Feeling happier that I was armed with the equipment I needed to sort this out, I marched straight into the kitchen, forgetting about the stalagmite obstacles and bargeboard fences across the room and tripped quite spectacularly, landing flat on the hard tiled kitchen floor!

I was hurt, badly, and there was a lot of screaming! I couldn’t move my arm and the pain was beyond description. I knew I’d done something pretty nasty and didn’t know if it was a break or a dislocation, but my shoulder had dropped and the pain didn’t ease.


Justin called his mum – who had also just gone to bed – to come and sit with Oliver whilst he drove me to A&E. I told him to go, as I’d be ages, and they were unlikely to let him in anyway as still strict covid rules at the hospital.


I was in hospital all night – 7 hours to be precise – grossly understaffed, and grossly inundated with casualties. Ninety odd people in A&E, corridors littered with people on beds awaiting admittance … and four doctors!

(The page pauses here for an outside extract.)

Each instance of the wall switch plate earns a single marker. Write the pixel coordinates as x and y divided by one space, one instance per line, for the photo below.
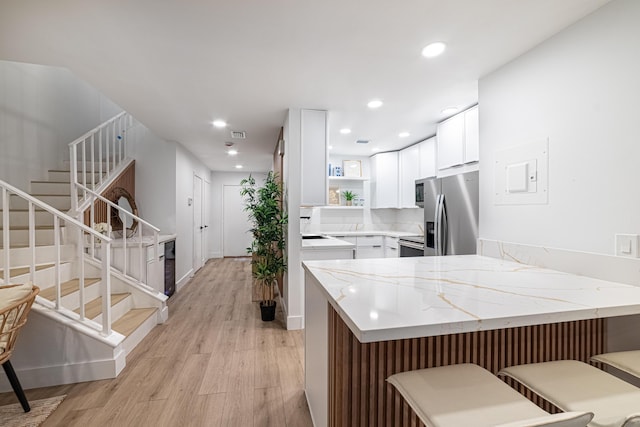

Fast forward, and I’ve been seen, had x-ray, and nothing broken or dislocated, just soft tissue damage. Time and rest, and lots of ibuprofen was on the cards for the next few weeks!


I call Justin to collect me, and the mouse is still roaming apparently. He’d gone to bed and shut the dining room door. However, when we get home, the dining room door has been shoulder barged open by Claude, he’s found, caught and killed the mouse, and is sitting next to it in the lounge. Done – caught – no messing – 5 min job - that’s the way to do it!


It is now several weeks since this incident, and I still have some pain when reaching, twisting, carrying, but I am using the arm, but without overdoing it. Although I've been in lots of pain, it could have been so much worse, and had I not landed on my arm, I would have landed on my face! So I did safe myself from expensive dental and facial reconstruction work. So the moral of the story is … "Never attempt to find mice which may be lurking under furniture, but allow your efficient cat to do their job and earn their keep."


Pablo, meanwhile, continues to earn his keep as a lap cat/hot water bottle.